The data visualization also reveals the interesting seasonal trend that attains a local maximum each May and a local minimum each October. This seasonal trend can be explained by considering the forests in the Northern Hemisphere. The leaves on the trees in these forests perform photosynthesis, the chemical conversion of CO2 to oxygen. During the winter months there are no leaves on the trees, so CO2 accumulates in the atmosphere until it peaks in May of each year. When the leaves come back each year, they perform photosynthesis throughout Spring and Summer, which causes the atmospheric CO2 concentration to drop until it reaches its yearly minimum in October.

We say that this data visualization is “static” or “non-interactive” because the reader can view it but can not change what is displayed. That is fine for medium sized data sets, in which we can see all the details of the data set. However, as we discuss in the following section, static data visualization is not sufficient to show all the details in larger data sets.

Large data analysis with interactive data visualization

Some data sets are so large that it is not possible or desirable to plot all of the data at once in a static data visualization. For such “large data” sets, traditional approaches to data analysis include summarizing the data, and then visualizing the summary. However, the summary can be misleading, because it does not show all the details of the original data. In such situations, “interactive data visualization” becomes useful.

First, let us consider a slightly more complicated form of the Keeling Curve data visualization.

The plot above shows colored points for each month of the year, rather than for only May and September, the yearly local minima that we wanted to emphasize. Since it lacks this emphasis, this static plot is not as informative as the previous plot. This is an example where it is not desirable to plot all of the data at once. We can solve this problem using the following interactive plot.

In the plot above, the default emphasis is May and October, but the user can click the legend to update the emphasis. This simple example illustrates the main idea of interactive data visualization using animint. There are many choices that must be made to show details of big data sets. For example, the choice of which months to emphasize in the plot above. Rather than fixing such choices in a static plot, the goal of interactive data visualization is to allow the reader to see what the plot looks like when different choices are made. In the example above, we used an interactive legend which allows the user to select different months and see what the plot looks like after changing the selection.

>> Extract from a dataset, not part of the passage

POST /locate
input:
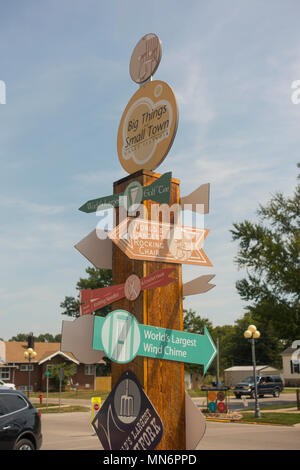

The example above also provides a good example of clickSelects and showSelected, the two keywords that animint introduces to allow interaction. Without going into too many details, the plot above uses clickSelects=month for the interactive legend, meaning that clicking the legend should change the selected months. Furthermore, we used showSelected=month for the points, meaning that we should only plot the set of points which corresponds to the currently selected months. In Chapters 3-4, we will explain how to design data visualizations by writing R code using these two new keywords.

Chapter summary and exercises

This chapter explained some basic facts about data, and gave definitions of different sizes of data: small, medium, and large.

  • Based on the definitions introduced in this chapter, what is the difference between small and medium data?
  • What is the difference between medium and large data?

Next, Chapter 2 explains how the grammar of graphics can be used to create data visualizations.